What could I have expected? Who was I, really, that he might call me from the hospital to say that Lisa had gone into labor; to say that all had gone well and that he was a father. And if he had called, loving him as I did, how would I have felt hearing him say that another woman had given birth to his child, knowing that even had he come to love me, whatever else I could have offered him, what I wanted most to give, wanted most to have, was impossible. I would never have been able to have his child: I was, simply, too old.

###

On Friday I was putting together papers to take some work home. I heard a tap at the door. Dave looked drunk with exhaustion and exhilaration. "It's a boy. Lisa picked the name. 'Isaac.' Do you like it?"

"It's a fine name." I laughed. He was wholly unaware of the irony of her choice. "A fine name.

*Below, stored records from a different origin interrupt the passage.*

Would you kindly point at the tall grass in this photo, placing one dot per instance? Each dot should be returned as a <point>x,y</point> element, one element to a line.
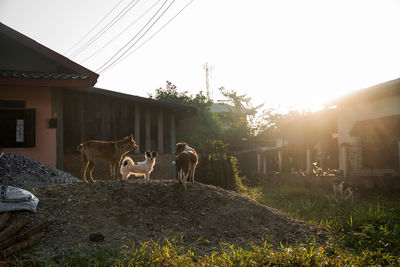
<point>172,253</point>
<point>367,224</point>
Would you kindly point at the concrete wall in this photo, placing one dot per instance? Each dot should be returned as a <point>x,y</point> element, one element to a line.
<point>38,98</point>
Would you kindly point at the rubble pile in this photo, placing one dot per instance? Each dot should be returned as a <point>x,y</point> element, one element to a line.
<point>12,241</point>
<point>20,171</point>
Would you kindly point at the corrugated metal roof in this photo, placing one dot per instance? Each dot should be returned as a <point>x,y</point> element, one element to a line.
<point>41,75</point>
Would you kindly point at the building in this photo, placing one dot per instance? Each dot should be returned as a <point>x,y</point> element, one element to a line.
<point>48,105</point>
<point>369,131</point>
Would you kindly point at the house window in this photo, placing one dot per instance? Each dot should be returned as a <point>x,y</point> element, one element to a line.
<point>17,125</point>
<point>380,153</point>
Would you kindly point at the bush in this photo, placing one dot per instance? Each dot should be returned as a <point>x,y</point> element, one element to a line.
<point>218,168</point>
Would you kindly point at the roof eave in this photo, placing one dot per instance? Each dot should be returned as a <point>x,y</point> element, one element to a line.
<point>46,52</point>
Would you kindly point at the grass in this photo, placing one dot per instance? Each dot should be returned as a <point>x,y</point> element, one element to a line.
<point>368,224</point>
<point>367,233</point>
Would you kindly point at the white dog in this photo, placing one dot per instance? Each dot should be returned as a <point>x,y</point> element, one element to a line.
<point>145,167</point>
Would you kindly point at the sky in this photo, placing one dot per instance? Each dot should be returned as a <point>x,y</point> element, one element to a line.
<point>281,53</point>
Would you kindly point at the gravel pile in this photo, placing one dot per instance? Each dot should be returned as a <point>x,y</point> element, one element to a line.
<point>20,171</point>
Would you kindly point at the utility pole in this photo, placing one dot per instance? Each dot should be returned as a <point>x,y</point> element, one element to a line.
<point>208,68</point>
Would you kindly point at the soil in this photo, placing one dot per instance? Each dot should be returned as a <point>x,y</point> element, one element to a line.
<point>136,211</point>
<point>111,215</point>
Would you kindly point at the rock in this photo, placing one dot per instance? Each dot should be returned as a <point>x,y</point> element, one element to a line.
<point>96,237</point>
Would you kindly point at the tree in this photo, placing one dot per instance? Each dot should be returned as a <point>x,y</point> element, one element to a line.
<point>204,127</point>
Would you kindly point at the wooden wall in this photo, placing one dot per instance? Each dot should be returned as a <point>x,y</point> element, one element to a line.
<point>99,117</point>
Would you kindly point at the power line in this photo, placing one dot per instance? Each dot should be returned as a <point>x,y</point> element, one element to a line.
<point>148,39</point>
<point>95,26</point>
<point>130,25</point>
<point>106,28</point>
<point>115,55</point>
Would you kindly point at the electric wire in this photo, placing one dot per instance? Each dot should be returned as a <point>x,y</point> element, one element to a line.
<point>116,54</point>
<point>106,28</point>
<point>94,27</point>
<point>118,35</point>
<point>148,39</point>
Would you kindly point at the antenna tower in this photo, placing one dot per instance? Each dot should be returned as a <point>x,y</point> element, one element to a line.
<point>208,68</point>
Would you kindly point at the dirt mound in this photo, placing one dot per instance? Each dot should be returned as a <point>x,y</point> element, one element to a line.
<point>138,210</point>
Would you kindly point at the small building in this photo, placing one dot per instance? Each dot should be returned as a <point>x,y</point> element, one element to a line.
<point>49,105</point>
<point>369,131</point>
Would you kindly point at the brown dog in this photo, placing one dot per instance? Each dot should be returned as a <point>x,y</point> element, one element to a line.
<point>186,162</point>
<point>110,152</point>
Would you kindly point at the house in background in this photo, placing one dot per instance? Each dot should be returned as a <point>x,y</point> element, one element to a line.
<point>48,106</point>
<point>31,80</point>
<point>369,131</point>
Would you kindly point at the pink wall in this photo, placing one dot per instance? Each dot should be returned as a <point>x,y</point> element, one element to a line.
<point>40,99</point>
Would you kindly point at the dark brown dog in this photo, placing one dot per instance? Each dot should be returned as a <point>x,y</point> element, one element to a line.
<point>186,162</point>
<point>110,152</point>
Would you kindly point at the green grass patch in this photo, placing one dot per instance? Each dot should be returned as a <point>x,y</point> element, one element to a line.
<point>367,224</point>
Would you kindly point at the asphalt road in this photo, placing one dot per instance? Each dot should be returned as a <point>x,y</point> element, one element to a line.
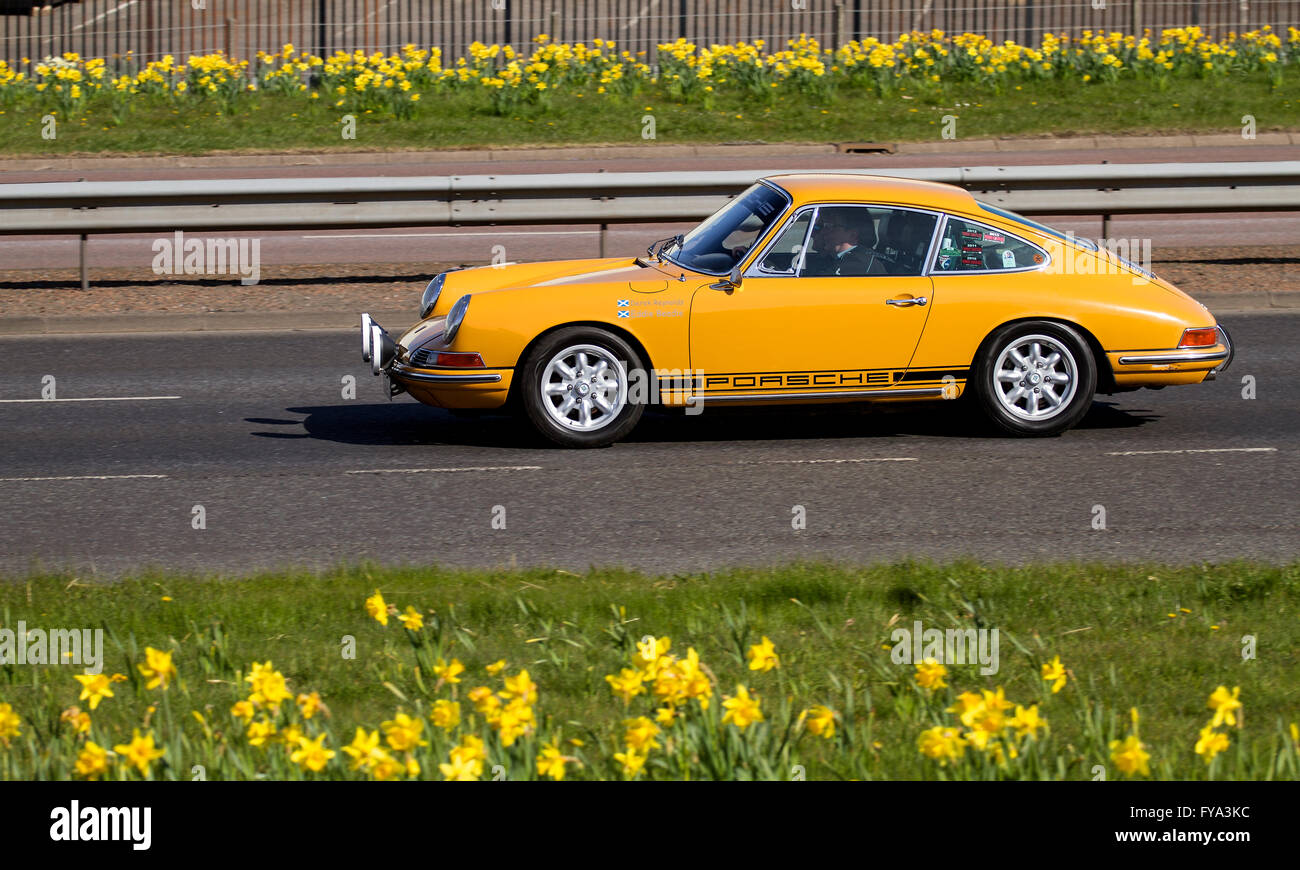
<point>291,474</point>
<point>475,245</point>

I couldn't have chosen a better one myself." I didn't explain the Biblical reference.

"We've been up for 72 hours, but I wanted to stop by on my way home to tell you the news in person." I gestured towards a silver heart on his jacket. "I haven't seen that before."

"It's from the baby monitor. Lisa stuck it on me before I left the hospital." I leaned forward to see if I could glimpse my reflection in its surface. All I could see were amorphous shapes and colors. He must have been too far away, for now in his shining heart I could find nothing of myself.